Five years ago, my Afghan interpreter Janis Shinwari saved my life in a firefight against the Taliban. Ever since then, I've been trying to save his as the Taliban placed him on a kill list for his service to the US military.
Afghan and Iraqi interpreters are promised that if they give the United States military one year of "faithful and valuable service", they and their immediate families will receive Special Immigrant Visas to come to the United States. Janis has served our military for the past nine years. He has more than earned his place in America, so you can imagine our joy when after years of pleading with the State Department, the US embassy in Kabul issued him and his family US visas two weeks ago.
But this past Saturday, everything came crashing down. Janis called me at 2am in a panic. After giving him and his family their salvation, the State Department revoked it only two weeks later without any explanation.I spent the next few days calling the US embassy in Kabul and State Department to no avail. After total silence, they finally told me that his visa was revoked for reasons they could not legally address.

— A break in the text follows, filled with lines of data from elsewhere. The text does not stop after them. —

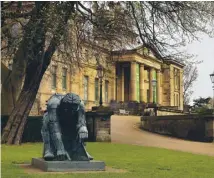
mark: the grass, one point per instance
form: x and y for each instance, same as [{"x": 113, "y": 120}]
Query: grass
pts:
[{"x": 142, "y": 162}]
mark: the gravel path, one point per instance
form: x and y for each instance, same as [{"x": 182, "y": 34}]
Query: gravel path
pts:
[{"x": 125, "y": 129}]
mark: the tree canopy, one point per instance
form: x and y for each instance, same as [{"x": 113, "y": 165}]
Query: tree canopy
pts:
[{"x": 31, "y": 32}]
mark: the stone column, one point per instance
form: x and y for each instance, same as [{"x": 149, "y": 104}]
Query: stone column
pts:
[
  {"x": 133, "y": 87},
  {"x": 158, "y": 87},
  {"x": 151, "y": 72},
  {"x": 114, "y": 83},
  {"x": 181, "y": 90},
  {"x": 141, "y": 82},
  {"x": 118, "y": 87}
]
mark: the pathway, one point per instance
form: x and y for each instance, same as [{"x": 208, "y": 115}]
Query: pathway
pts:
[{"x": 125, "y": 129}]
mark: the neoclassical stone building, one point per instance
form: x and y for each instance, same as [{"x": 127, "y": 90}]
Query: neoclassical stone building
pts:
[{"x": 130, "y": 75}]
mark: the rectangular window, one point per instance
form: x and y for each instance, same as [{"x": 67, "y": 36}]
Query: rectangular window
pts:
[
  {"x": 53, "y": 73},
  {"x": 96, "y": 89},
  {"x": 106, "y": 91},
  {"x": 85, "y": 87},
  {"x": 64, "y": 78},
  {"x": 178, "y": 103},
  {"x": 148, "y": 96}
]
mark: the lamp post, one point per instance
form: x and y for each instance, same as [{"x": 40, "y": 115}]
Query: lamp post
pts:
[
  {"x": 212, "y": 80},
  {"x": 100, "y": 74},
  {"x": 153, "y": 86}
]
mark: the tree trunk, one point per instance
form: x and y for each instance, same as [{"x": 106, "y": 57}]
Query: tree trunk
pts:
[{"x": 15, "y": 126}]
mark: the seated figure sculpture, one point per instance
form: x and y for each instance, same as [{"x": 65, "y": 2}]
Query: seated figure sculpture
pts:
[{"x": 64, "y": 129}]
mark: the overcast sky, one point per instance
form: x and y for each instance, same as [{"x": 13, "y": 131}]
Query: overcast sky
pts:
[{"x": 205, "y": 52}]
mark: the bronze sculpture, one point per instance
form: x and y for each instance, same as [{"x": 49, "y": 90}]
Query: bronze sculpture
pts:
[{"x": 64, "y": 129}]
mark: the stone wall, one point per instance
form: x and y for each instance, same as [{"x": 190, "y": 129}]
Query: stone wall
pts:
[
  {"x": 167, "y": 113},
  {"x": 192, "y": 127},
  {"x": 99, "y": 126}
]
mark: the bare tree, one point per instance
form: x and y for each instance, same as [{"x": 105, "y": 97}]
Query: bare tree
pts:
[{"x": 64, "y": 27}]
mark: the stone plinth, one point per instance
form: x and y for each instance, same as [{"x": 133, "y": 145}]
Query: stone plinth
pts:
[{"x": 66, "y": 166}]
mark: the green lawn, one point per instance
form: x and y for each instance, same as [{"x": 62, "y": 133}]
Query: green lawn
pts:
[{"x": 142, "y": 162}]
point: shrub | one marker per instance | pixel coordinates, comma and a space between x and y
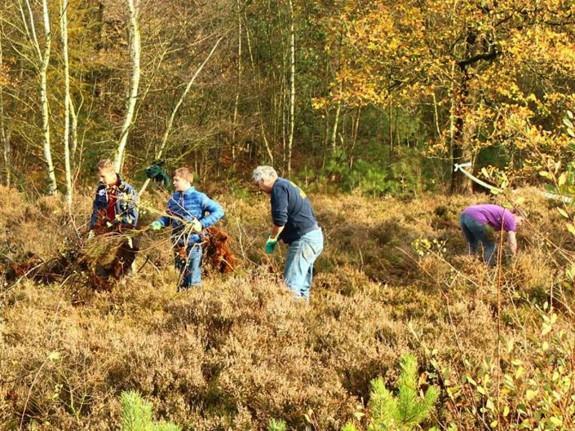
404, 412
137, 415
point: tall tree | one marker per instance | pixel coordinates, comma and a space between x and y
135, 55
67, 101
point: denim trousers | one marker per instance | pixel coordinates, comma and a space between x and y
476, 233
188, 262
301, 255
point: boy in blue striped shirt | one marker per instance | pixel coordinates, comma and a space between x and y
189, 213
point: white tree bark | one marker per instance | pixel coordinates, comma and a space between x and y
67, 101
237, 101
52, 184
260, 114
179, 103
135, 54
292, 87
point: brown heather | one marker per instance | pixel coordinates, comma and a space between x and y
240, 351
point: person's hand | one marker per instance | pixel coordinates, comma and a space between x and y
271, 244
156, 225
196, 226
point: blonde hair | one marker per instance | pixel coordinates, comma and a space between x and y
184, 173
105, 165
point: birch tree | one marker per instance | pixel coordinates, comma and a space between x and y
42, 63
292, 86
67, 101
177, 107
135, 55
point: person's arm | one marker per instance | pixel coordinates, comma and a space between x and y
214, 210
512, 242
131, 213
279, 202
94, 217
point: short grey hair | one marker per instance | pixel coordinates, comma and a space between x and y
263, 173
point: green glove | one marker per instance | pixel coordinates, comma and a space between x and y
196, 225
156, 225
271, 244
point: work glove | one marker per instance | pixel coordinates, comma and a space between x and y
196, 226
271, 244
156, 225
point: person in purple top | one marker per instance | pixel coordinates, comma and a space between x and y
482, 223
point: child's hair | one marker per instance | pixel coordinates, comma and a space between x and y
184, 173
105, 164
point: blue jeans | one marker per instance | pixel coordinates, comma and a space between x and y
301, 255
188, 262
476, 233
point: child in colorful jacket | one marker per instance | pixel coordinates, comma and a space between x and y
189, 213
115, 211
115, 205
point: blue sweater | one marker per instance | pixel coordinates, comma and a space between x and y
292, 209
185, 207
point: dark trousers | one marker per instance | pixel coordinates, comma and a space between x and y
476, 233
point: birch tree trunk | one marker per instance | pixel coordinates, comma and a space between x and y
292, 87
237, 100
334, 130
67, 101
260, 114
162, 148
52, 184
135, 54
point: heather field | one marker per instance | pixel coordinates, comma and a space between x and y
393, 279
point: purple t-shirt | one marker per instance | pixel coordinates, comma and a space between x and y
493, 215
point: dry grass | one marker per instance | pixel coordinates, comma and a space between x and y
241, 350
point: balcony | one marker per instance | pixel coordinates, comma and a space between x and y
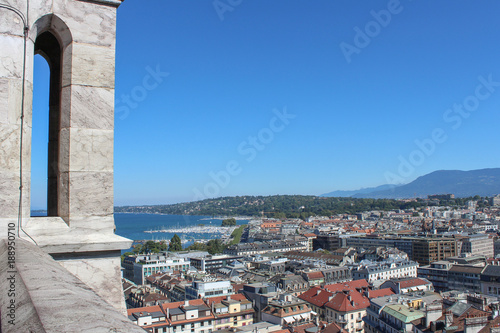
50, 299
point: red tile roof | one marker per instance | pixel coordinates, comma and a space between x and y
412, 283
154, 308
333, 328
174, 305
218, 299
349, 301
302, 328
352, 285
316, 296
315, 275
380, 293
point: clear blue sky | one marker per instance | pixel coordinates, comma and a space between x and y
359, 100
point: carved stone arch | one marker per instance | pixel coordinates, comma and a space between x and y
52, 40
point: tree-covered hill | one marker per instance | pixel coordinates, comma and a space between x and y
280, 206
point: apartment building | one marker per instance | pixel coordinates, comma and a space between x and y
212, 263
206, 289
231, 311
288, 311
426, 249
385, 270
178, 317
138, 267
478, 245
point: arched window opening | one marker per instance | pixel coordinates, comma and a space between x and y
40, 136
49, 48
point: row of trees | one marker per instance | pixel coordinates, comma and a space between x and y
213, 246
285, 206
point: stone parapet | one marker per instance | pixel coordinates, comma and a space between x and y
47, 298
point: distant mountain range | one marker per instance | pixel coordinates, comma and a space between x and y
483, 182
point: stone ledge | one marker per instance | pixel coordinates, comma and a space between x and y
50, 299
114, 3
53, 236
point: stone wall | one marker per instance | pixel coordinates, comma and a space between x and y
77, 38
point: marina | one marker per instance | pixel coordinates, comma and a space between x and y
223, 231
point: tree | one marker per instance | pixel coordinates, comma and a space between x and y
175, 244
229, 222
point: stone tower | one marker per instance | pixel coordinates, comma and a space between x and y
77, 38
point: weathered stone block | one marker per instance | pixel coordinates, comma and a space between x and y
10, 22
101, 274
91, 194
9, 188
88, 150
11, 64
9, 137
89, 23
87, 107
91, 66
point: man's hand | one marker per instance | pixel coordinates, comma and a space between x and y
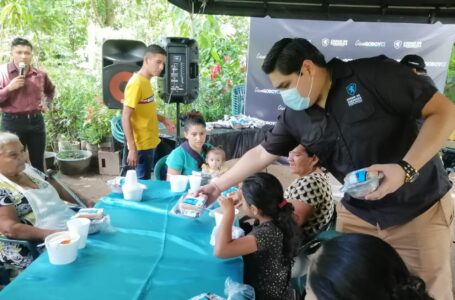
393, 179
132, 157
169, 125
16, 83
211, 191
227, 205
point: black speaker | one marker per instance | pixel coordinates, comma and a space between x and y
121, 58
180, 83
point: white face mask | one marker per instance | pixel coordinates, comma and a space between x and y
293, 99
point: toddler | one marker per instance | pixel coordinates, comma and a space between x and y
214, 162
268, 250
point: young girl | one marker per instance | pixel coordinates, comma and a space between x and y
268, 250
189, 156
214, 162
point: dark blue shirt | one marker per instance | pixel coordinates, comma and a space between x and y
370, 118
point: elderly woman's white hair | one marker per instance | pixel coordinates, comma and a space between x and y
7, 137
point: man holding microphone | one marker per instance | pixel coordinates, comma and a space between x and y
24, 93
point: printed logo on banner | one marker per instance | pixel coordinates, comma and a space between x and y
359, 43
351, 89
412, 45
397, 44
407, 44
325, 42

I investigated further and had my worst suspicions confirmed: in the two weeks since the State Department issued his visa, an anonymous "informant" contacted the US government and claimed all sorts of things about Janis. The informant's bogus claims eventually reached an analyst at the National Counter Terrorism Center (NCTC) in Washington DC who promptly put a security hold on Janis' visa, prompting the State Department to revoke it all together.
By revoking his visa, the US is literally endangering his life. I fear at this point we can only save Janis by shaming the US government into doing the right thing.
I will do whatever I have to to save his life. The United States military doesn't leave a solider behind. Janis is a member of my unit – a brother in arms – still trapped in Afghanistan. I will not leave him behind.